Electronics manufacturer Auralic debuted the first two models of an impressive four-component digital stack. The Vega G2 streaming DAC retails for €6299 and features galvanic isolation, a fully passive volume control, and an Orfeo class-A output module. The streamer has Apple AirPlay, Bluetooth, and Tidal support built in, and is also Roon Ready. The Vega G2 has both single-ended and balanced outputs, as well as the usual array of digital inputs that accept sample rates up to 32-bit/384kHz PCM, and up to DSD512. Of particular note are the Vega’s dual Femto master clocks, for practically jitter-free operation. Auralic also introduced . . .
. . . the Aries G2 wireless streaming transport (€4199). The G2 is powered by a 1.2Ghz quad-core processor with 2GB of system memory and 8GB of internal data storage, and there's an internal bay for an optional 2.5" HDD/SSD to be installed. Network inputs include Gigabit Ethernet, as well as tri-band 802.11ac Wi-Fi. Like the matching Vega, the Aries includes dual Femto clocks and dual linear power supplies. Both of the handsome new Auralic models will be available in September.
Alluxity introduced its Mono-One mono amplifier, a class-AB, fully balanced design that eschews feedback of any kind. It develops 250W into 8 ohms, with a peak power rating of 720W into a 4-ohm load. The pictured Titanium Orange finish looked fantastic, and it joins Black and White as standard colors for the Mono-One. The projected price when released should be approximately €20,000/pr.
Furutech brought its top-shelf NCF-series connectors here to Munich. NCF, which stands for Nano Crystal2 Formula, is a special crystalline material that has two active properties, and the company's literature claims it has a twofold benefit: "First, it generates negative ions that eliminate static and secondly, it converts thermal energy into far-infrared." The three-pronged, silver-plated carbon-fiber connectors in the foreground, from left to right, are the FI-50 NCF (€349), FI-E50 NCF (€349), and FI-50M NCF (€349). The IEC extenders in the rear are the FI-C15 NCF (€74) on the left and the F1-C15(G) (€49) on the right. Furutech also showed off its . . .
. . . nifty little cable elevator, holder, and clamp, which has a "multi-material hybrid construction," and like the aforementioned connectors, also features NCF technology. This device is yet to be released, so its price is to be announced.
Australian manufacturer SGR Audio showed its new Discovery series here in Munich, and it looks very promising. The series is composed of the DS1 two-way standmount (€8000/pr., stands included), DS2 two-way floorstander (€9000/pr.), DS3 2.5-way floorstander (€10,500/pr.), and flagship DS4 three-way floorstander (€16,500/pr.). Notably, each model . . .
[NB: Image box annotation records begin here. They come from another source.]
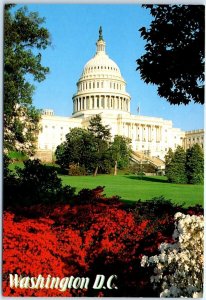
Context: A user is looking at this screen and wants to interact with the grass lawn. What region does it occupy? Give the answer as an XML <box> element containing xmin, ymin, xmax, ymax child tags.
<box><xmin>9</xmin><ymin>162</ymin><xmax>204</xmax><ymax>206</ymax></box>
<box><xmin>60</xmin><ymin>175</ymin><xmax>203</xmax><ymax>206</ymax></box>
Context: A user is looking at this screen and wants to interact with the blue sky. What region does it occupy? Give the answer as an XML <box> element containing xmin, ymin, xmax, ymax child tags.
<box><xmin>15</xmin><ymin>4</ymin><xmax>204</xmax><ymax>130</ymax></box>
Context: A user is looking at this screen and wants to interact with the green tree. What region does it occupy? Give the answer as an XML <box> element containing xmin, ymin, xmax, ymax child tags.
<box><xmin>165</xmin><ymin>148</ymin><xmax>174</xmax><ymax>178</ymax></box>
<box><xmin>3</xmin><ymin>5</ymin><xmax>50</xmax><ymax>154</ymax></box>
<box><xmin>165</xmin><ymin>146</ymin><xmax>187</xmax><ymax>183</ymax></box>
<box><xmin>88</xmin><ymin>115</ymin><xmax>111</xmax><ymax>176</ymax></box>
<box><xmin>109</xmin><ymin>135</ymin><xmax>131</xmax><ymax>175</ymax></box>
<box><xmin>186</xmin><ymin>144</ymin><xmax>204</xmax><ymax>184</ymax></box>
<box><xmin>55</xmin><ymin>128</ymin><xmax>98</xmax><ymax>172</ymax></box>
<box><xmin>137</xmin><ymin>5</ymin><xmax>205</xmax><ymax>104</ymax></box>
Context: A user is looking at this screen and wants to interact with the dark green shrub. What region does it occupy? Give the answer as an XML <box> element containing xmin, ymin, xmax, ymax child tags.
<box><xmin>4</xmin><ymin>159</ymin><xmax>75</xmax><ymax>207</ymax></box>
<box><xmin>68</xmin><ymin>164</ymin><xmax>86</xmax><ymax>176</ymax></box>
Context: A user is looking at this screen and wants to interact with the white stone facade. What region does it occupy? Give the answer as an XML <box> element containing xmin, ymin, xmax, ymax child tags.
<box><xmin>38</xmin><ymin>28</ymin><xmax>204</xmax><ymax>160</ymax></box>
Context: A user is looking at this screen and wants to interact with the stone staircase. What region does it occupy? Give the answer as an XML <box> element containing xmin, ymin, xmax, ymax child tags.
<box><xmin>131</xmin><ymin>151</ymin><xmax>165</xmax><ymax>170</ymax></box>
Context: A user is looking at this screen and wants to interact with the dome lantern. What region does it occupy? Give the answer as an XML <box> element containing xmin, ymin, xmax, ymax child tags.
<box><xmin>96</xmin><ymin>26</ymin><xmax>106</xmax><ymax>54</ymax></box>
<box><xmin>72</xmin><ymin>26</ymin><xmax>130</xmax><ymax>117</ymax></box>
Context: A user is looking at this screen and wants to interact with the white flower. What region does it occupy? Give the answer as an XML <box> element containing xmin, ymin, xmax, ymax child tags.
<box><xmin>141</xmin><ymin>212</ymin><xmax>204</xmax><ymax>298</ymax></box>
<box><xmin>192</xmin><ymin>292</ymin><xmax>203</xmax><ymax>298</ymax></box>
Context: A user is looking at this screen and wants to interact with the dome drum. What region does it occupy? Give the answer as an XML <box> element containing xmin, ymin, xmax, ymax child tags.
<box><xmin>73</xmin><ymin>93</ymin><xmax>130</xmax><ymax>115</ymax></box>
<box><xmin>73</xmin><ymin>27</ymin><xmax>130</xmax><ymax>117</ymax></box>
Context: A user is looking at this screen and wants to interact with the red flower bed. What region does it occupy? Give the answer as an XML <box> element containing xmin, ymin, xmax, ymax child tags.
<box><xmin>3</xmin><ymin>189</ymin><xmax>201</xmax><ymax>297</ymax></box>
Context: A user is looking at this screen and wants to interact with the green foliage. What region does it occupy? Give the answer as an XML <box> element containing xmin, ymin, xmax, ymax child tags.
<box><xmin>128</xmin><ymin>163</ymin><xmax>157</xmax><ymax>175</ymax></box>
<box><xmin>165</xmin><ymin>144</ymin><xmax>204</xmax><ymax>184</ymax></box>
<box><xmin>61</xmin><ymin>172</ymin><xmax>204</xmax><ymax>207</ymax></box>
<box><xmin>55</xmin><ymin>128</ymin><xmax>97</xmax><ymax>172</ymax></box>
<box><xmin>186</xmin><ymin>144</ymin><xmax>204</xmax><ymax>184</ymax></box>
<box><xmin>88</xmin><ymin>115</ymin><xmax>111</xmax><ymax>141</ymax></box>
<box><xmin>137</xmin><ymin>5</ymin><xmax>205</xmax><ymax>104</ymax></box>
<box><xmin>8</xmin><ymin>151</ymin><xmax>28</xmax><ymax>161</ymax></box>
<box><xmin>166</xmin><ymin>146</ymin><xmax>187</xmax><ymax>183</ymax></box>
<box><xmin>88</xmin><ymin>115</ymin><xmax>111</xmax><ymax>176</ymax></box>
<box><xmin>55</xmin><ymin>115</ymin><xmax>111</xmax><ymax>175</ymax></box>
<box><xmin>68</xmin><ymin>164</ymin><xmax>86</xmax><ymax>176</ymax></box>
<box><xmin>4</xmin><ymin>159</ymin><xmax>75</xmax><ymax>207</ymax></box>
<box><xmin>4</xmin><ymin>5</ymin><xmax>50</xmax><ymax>154</ymax></box>
<box><xmin>109</xmin><ymin>135</ymin><xmax>131</xmax><ymax>169</ymax></box>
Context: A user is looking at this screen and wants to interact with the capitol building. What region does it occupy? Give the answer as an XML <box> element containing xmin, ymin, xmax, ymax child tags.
<box><xmin>36</xmin><ymin>27</ymin><xmax>204</xmax><ymax>167</ymax></box>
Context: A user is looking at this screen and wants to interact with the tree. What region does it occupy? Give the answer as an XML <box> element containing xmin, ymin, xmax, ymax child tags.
<box><xmin>137</xmin><ymin>5</ymin><xmax>205</xmax><ymax>105</ymax></box>
<box><xmin>88</xmin><ymin>115</ymin><xmax>111</xmax><ymax>176</ymax></box>
<box><xmin>4</xmin><ymin>4</ymin><xmax>50</xmax><ymax>154</ymax></box>
<box><xmin>165</xmin><ymin>146</ymin><xmax>187</xmax><ymax>183</ymax></box>
<box><xmin>186</xmin><ymin>144</ymin><xmax>204</xmax><ymax>184</ymax></box>
<box><xmin>165</xmin><ymin>148</ymin><xmax>174</xmax><ymax>178</ymax></box>
<box><xmin>55</xmin><ymin>128</ymin><xmax>97</xmax><ymax>172</ymax></box>
<box><xmin>109</xmin><ymin>135</ymin><xmax>131</xmax><ymax>175</ymax></box>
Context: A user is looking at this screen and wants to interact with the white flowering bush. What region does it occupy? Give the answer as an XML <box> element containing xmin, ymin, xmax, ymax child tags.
<box><xmin>141</xmin><ymin>212</ymin><xmax>204</xmax><ymax>298</ymax></box>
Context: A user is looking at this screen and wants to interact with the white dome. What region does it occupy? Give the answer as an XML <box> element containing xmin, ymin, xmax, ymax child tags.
<box><xmin>82</xmin><ymin>51</ymin><xmax>121</xmax><ymax>77</ymax></box>
<box><xmin>73</xmin><ymin>27</ymin><xmax>130</xmax><ymax>117</ymax></box>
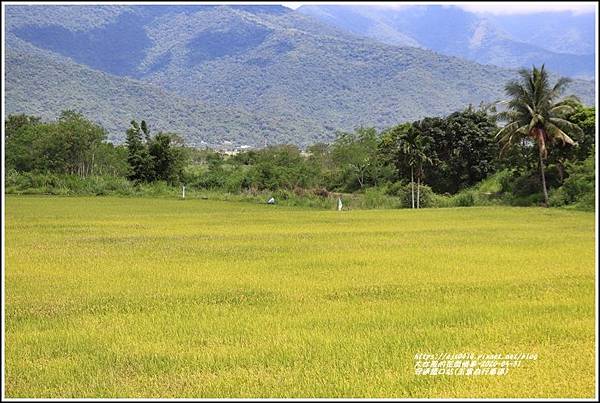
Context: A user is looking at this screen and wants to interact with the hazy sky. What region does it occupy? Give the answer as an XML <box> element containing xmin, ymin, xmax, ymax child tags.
<box><xmin>281</xmin><ymin>1</ymin><xmax>596</xmax><ymax>14</ymax></box>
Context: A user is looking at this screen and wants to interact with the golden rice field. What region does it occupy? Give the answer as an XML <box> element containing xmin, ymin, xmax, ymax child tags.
<box><xmin>5</xmin><ymin>196</ymin><xmax>596</xmax><ymax>398</ymax></box>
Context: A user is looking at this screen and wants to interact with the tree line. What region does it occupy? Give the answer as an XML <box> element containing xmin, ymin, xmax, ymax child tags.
<box><xmin>5</xmin><ymin>66</ymin><xmax>595</xmax><ymax>208</ymax></box>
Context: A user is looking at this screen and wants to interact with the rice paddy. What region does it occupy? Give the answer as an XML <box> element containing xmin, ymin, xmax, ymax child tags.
<box><xmin>4</xmin><ymin>196</ymin><xmax>596</xmax><ymax>398</ymax></box>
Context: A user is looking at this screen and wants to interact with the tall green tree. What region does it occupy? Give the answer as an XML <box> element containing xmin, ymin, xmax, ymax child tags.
<box><xmin>497</xmin><ymin>65</ymin><xmax>581</xmax><ymax>207</ymax></box>
<box><xmin>125</xmin><ymin>120</ymin><xmax>153</xmax><ymax>182</ymax></box>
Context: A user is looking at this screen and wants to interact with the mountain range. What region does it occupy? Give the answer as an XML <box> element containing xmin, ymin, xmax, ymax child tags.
<box><xmin>5</xmin><ymin>5</ymin><xmax>594</xmax><ymax>146</ymax></box>
<box><xmin>298</xmin><ymin>5</ymin><xmax>596</xmax><ymax>79</ymax></box>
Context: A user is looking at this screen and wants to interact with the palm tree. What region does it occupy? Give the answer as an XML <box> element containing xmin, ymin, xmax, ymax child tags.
<box><xmin>496</xmin><ymin>65</ymin><xmax>581</xmax><ymax>207</ymax></box>
<box><xmin>400</xmin><ymin>127</ymin><xmax>431</xmax><ymax>208</ymax></box>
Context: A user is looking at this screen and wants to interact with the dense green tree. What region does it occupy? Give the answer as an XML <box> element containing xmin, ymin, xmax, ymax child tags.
<box><xmin>148</xmin><ymin>133</ymin><xmax>185</xmax><ymax>183</ymax></box>
<box><xmin>6</xmin><ymin>111</ymin><xmax>114</xmax><ymax>177</ymax></box>
<box><xmin>125</xmin><ymin>120</ymin><xmax>154</xmax><ymax>182</ymax></box>
<box><xmin>331</xmin><ymin>127</ymin><xmax>394</xmax><ymax>191</ymax></box>
<box><xmin>498</xmin><ymin>65</ymin><xmax>582</xmax><ymax>206</ymax></box>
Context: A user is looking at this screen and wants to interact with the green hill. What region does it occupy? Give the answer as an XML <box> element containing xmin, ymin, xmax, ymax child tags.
<box><xmin>6</xmin><ymin>6</ymin><xmax>594</xmax><ymax>145</ymax></box>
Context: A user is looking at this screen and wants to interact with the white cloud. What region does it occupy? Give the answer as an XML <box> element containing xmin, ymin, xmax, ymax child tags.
<box><xmin>456</xmin><ymin>1</ymin><xmax>597</xmax><ymax>15</ymax></box>
<box><xmin>281</xmin><ymin>1</ymin><xmax>596</xmax><ymax>15</ymax></box>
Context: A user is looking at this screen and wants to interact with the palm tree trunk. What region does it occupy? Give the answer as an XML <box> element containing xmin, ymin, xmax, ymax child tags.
<box><xmin>540</xmin><ymin>147</ymin><xmax>548</xmax><ymax>207</ymax></box>
<box><xmin>410</xmin><ymin>165</ymin><xmax>415</xmax><ymax>208</ymax></box>
<box><xmin>417</xmin><ymin>175</ymin><xmax>421</xmax><ymax>208</ymax></box>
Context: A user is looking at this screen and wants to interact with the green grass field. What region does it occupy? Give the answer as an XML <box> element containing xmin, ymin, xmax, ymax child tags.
<box><xmin>5</xmin><ymin>196</ymin><xmax>595</xmax><ymax>398</ymax></box>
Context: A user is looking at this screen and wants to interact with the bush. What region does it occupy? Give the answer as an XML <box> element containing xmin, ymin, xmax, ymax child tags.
<box><xmin>452</xmin><ymin>190</ymin><xmax>475</xmax><ymax>207</ymax></box>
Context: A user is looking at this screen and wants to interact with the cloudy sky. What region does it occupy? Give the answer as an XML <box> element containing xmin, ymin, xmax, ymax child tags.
<box><xmin>281</xmin><ymin>1</ymin><xmax>596</xmax><ymax>14</ymax></box>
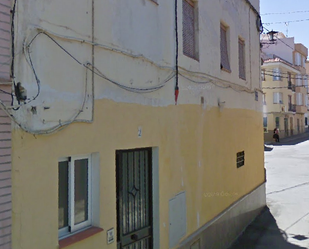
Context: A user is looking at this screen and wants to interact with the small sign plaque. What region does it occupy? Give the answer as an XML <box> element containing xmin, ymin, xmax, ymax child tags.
<box><xmin>107</xmin><ymin>228</ymin><xmax>115</xmax><ymax>244</ymax></box>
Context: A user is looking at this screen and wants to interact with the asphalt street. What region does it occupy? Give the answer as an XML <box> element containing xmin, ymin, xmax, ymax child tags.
<box><xmin>230</xmin><ymin>132</ymin><xmax>309</xmax><ymax>249</ymax></box>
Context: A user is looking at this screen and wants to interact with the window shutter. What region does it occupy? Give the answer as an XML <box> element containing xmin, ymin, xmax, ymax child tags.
<box><xmin>273</xmin><ymin>93</ymin><xmax>279</xmax><ymax>104</ymax></box>
<box><xmin>0</xmin><ymin>0</ymin><xmax>11</xmax><ymax>81</ymax></box>
<box><xmin>296</xmin><ymin>93</ymin><xmax>303</xmax><ymax>105</ymax></box>
<box><xmin>182</xmin><ymin>0</ymin><xmax>196</xmax><ymax>58</ymax></box>
<box><xmin>261</xmin><ymin>70</ymin><xmax>265</xmax><ymax>81</ymax></box>
<box><xmin>220</xmin><ymin>24</ymin><xmax>231</xmax><ymax>71</ymax></box>
<box><xmin>296</xmin><ymin>74</ymin><xmax>302</xmax><ymax>86</ymax></box>
<box><xmin>238</xmin><ymin>39</ymin><xmax>246</xmax><ymax>80</ymax></box>
<box><xmin>279</xmin><ymin>93</ymin><xmax>283</xmax><ymax>104</ymax></box>
<box><xmin>273</xmin><ymin>68</ymin><xmax>281</xmax><ymax>81</ymax></box>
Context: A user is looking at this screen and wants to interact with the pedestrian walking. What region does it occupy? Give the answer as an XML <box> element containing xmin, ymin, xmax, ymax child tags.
<box><xmin>273</xmin><ymin>128</ymin><xmax>280</xmax><ymax>142</ymax></box>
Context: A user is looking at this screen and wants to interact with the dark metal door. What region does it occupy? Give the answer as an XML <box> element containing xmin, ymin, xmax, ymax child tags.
<box><xmin>116</xmin><ymin>149</ymin><xmax>152</xmax><ymax>249</ymax></box>
<box><xmin>284</xmin><ymin>118</ymin><xmax>289</xmax><ymax>136</ymax></box>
. . . features an inlaid aluminum front baffle and waveguide, but an optional carbon-fiber version, shown on the DS4, is available for an extra sum. The standard finishes include Satin White, Matte Black, and Gloss Black, though the company also offers custom finishes for a 20 percent surcharge. We were very impressed by the exceptional build quality all the models exhibited, particularly because Discovery is the company's "entry level" line. The Discovery series is available now.
Wharfedale, of England, debuted the newest version of its Diamond 11 series of loudspeakers. The line has three very affordable bookshelf models: the 11.0 (€199/pr.), 11.1 (€349/pr.), and 11.2 (€449/pr.). The fit and finish looked phenomenal despite their modest asking prices. Three . . .
. . . floorstanding models were also announced -- 11.5, 11.4, and 11.3 -- but pricing and details were TBD. The bookshelf offerings will be available in mid-to-late August, with floorstander availability coming one month later. It should also be noted that two center-channel speakers will flesh-out the remainder of the range at some point in the future, but they weren't shown here in Munich.